1) The number of leads or inquiries your business gets on a daily, monthly or annual basis. This is usually in direct response from your marketing and advertising efforts. For example, lets say you normally get 200 inquiries a week, lets see what happens along the way as we aim to increase this by 10% to 220 per week
2) Your Conversion rate. Don’t confuse a ringing phone, or a large volume of email inquiries with your conversion rate. The conversion rate is the number of prospects that actually made the decision to buy something from you.
Following along with our example, lets assume you normally convert 30% of your prospects into customers. A 10% increase will mean we now try and close 33% of those prospects.

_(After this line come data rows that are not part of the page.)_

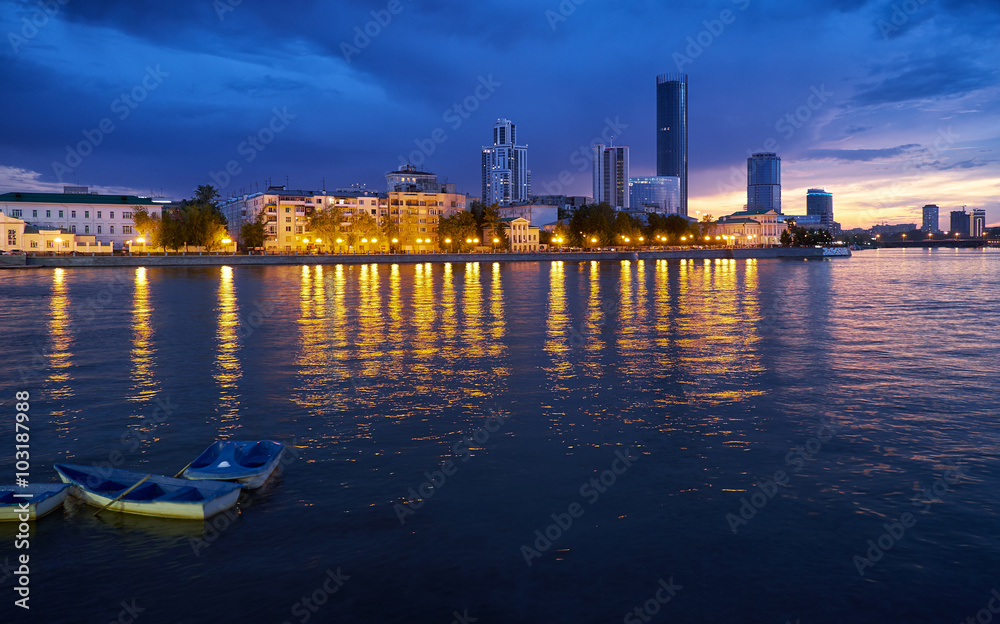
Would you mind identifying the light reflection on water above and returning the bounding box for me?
[0,252,1000,622]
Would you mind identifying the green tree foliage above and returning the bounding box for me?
[308,206,344,246]
[438,210,479,251]
[569,202,616,247]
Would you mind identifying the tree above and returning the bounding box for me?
[438,210,479,251]
[132,206,161,247]
[240,211,267,249]
[309,206,344,246]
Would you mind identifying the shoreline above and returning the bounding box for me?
[0,247,851,268]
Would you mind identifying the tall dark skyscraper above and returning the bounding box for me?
[656,74,688,215]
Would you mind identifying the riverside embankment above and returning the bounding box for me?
[7,247,851,267]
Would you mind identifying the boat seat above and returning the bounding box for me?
[160,485,205,502]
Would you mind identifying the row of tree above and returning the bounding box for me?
[553,203,712,247]
[132,184,226,251]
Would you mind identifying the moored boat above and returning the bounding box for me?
[181,440,285,489]
[55,464,241,520]
[0,483,69,522]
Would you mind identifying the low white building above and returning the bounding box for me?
[0,187,167,251]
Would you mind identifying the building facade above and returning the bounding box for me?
[593,144,629,209]
[0,187,169,251]
[656,74,688,215]
[709,210,788,247]
[628,176,681,215]
[747,152,784,213]
[969,208,986,238]
[950,208,972,236]
[806,189,836,233]
[482,119,530,206]
[920,204,941,234]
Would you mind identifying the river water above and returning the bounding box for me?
[0,250,1000,624]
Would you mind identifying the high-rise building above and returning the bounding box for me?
[804,188,834,232]
[747,152,776,214]
[656,74,688,215]
[920,204,941,233]
[951,211,972,236]
[628,176,681,215]
[970,208,986,237]
[594,143,629,208]
[483,119,529,206]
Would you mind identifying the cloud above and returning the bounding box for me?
[804,143,921,162]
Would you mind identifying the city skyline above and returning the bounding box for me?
[0,0,1000,228]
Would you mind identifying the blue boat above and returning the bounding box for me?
[0,483,69,522]
[181,440,285,489]
[55,464,242,520]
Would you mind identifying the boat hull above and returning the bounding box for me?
[181,440,285,490]
[56,464,241,520]
[0,483,70,522]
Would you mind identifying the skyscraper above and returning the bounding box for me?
[594,143,629,208]
[804,189,834,232]
[628,176,681,215]
[920,204,941,233]
[656,74,688,215]
[747,152,780,213]
[951,211,972,236]
[970,208,986,236]
[483,119,528,206]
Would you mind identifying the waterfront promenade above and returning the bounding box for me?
[0,247,851,267]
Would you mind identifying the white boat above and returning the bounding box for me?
[181,440,285,489]
[0,483,69,522]
[55,464,242,520]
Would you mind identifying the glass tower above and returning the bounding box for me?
[656,74,688,215]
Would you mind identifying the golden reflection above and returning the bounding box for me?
[545,260,576,355]
[490,262,507,344]
[213,266,243,431]
[129,267,159,401]
[46,268,73,400]
[462,262,485,348]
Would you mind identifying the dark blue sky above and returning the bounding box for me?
[0,0,1000,228]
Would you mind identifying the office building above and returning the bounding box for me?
[806,189,834,232]
[970,208,986,238]
[747,152,784,213]
[656,74,688,215]
[628,176,681,215]
[950,211,972,236]
[482,119,529,206]
[0,186,170,250]
[920,204,941,234]
[594,144,629,209]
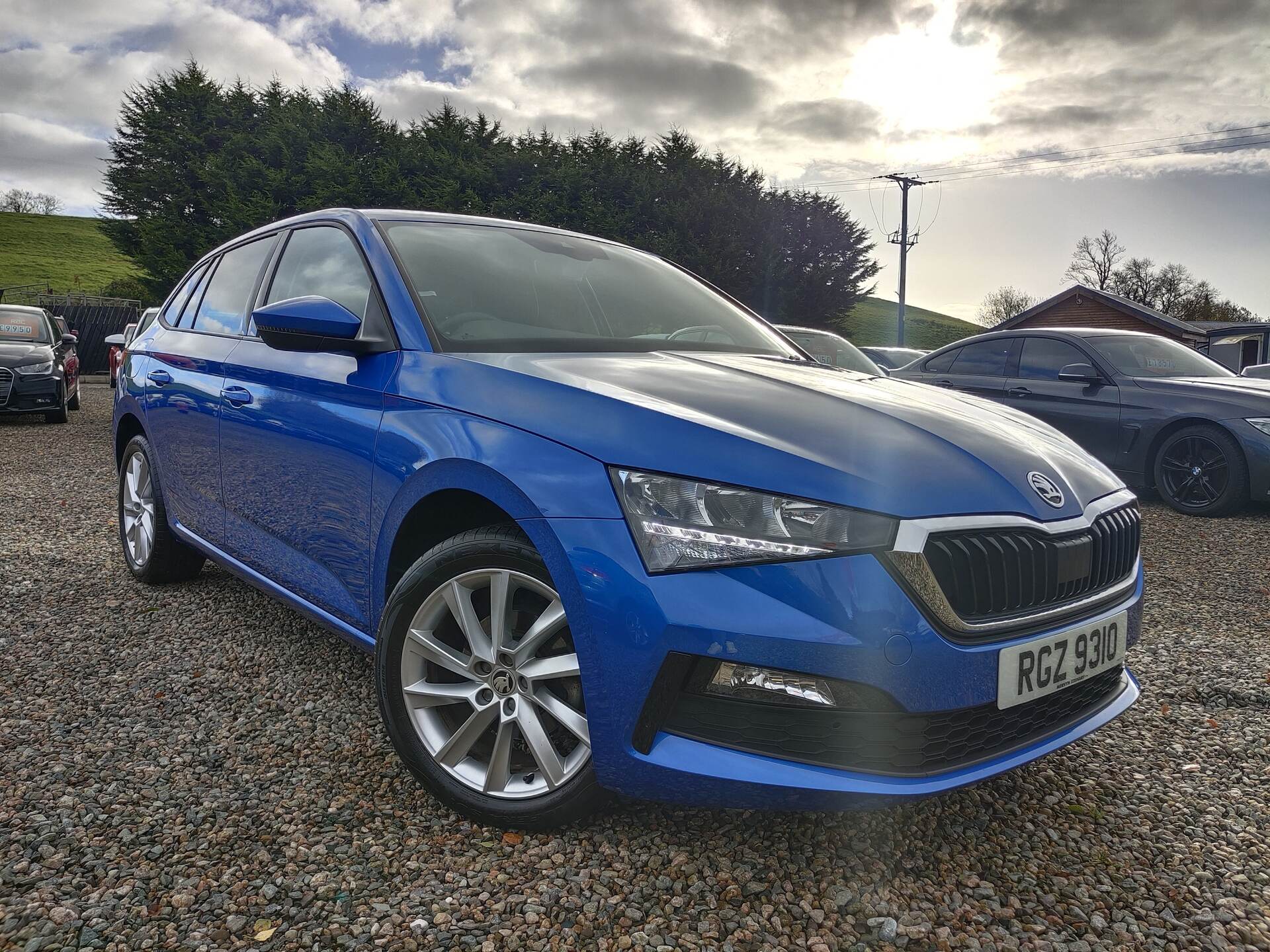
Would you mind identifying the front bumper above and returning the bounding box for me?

3) The Number of time your customers buy from you. This comes back to marketing to your existing customers, and how many business owners either don’t do this, or they do it very spasmodically. Lets assume your customers buy from you ten times a year. Again with our 10% increase example, lets aim for 11 sales from these existing customers. This will probably require a more focused level of marketing to your existing customers (Something I can help you to achieve if you’re interested)
4) What is the average $ value of each sale to your customers. This is something that you calculate by totaling the complete dollar sales for all customers, adding them altogether and dividing by the number of sales. This will give you the average $ per sale. For arguments sake, lets assume for this example that your average $ sale is $50. Since we are wanting to increase this by 10%, we need to focus on a few cleverly thought out specials, and upsells to boost this average to $55 per sale.
5) Lastly, we need to look at our margins, or the amount from each sale we make as gross profit. Many business owners absorb increasing costs, and or discount their products to gain sales, however by increasing prices by a small amount to maintain or improve margins often has no adverse impact on the level of sales, especially if it is accompanied by an overall improvement is customer service. So lets assume our margin in our example is 20%. We now aim to make our margins 22%.
So putting the whole picture together in our example, we have 200 leads per week, (10400 leads per year) with a conversion rate of 10% = 1040 customers, which all purchased on average 10 x times per year = 10400 sales, at $50 per sale = $520,000 in sales for the year, and at a 20% margin = resulting in $104,000 Profit.
Now with our renewed focus of improving each of our components by 10% (what impact does that have on our $$$?) Now we have 220 leads per week, (11440 leads per year) with a conversion rate of 11% = 1144 customers, which all purchased on average 11 x times per year = 12584 sales, at $55 per sale = $692,120 in sales for the year, and at a 22% margin = resulting in $152,266 Profit.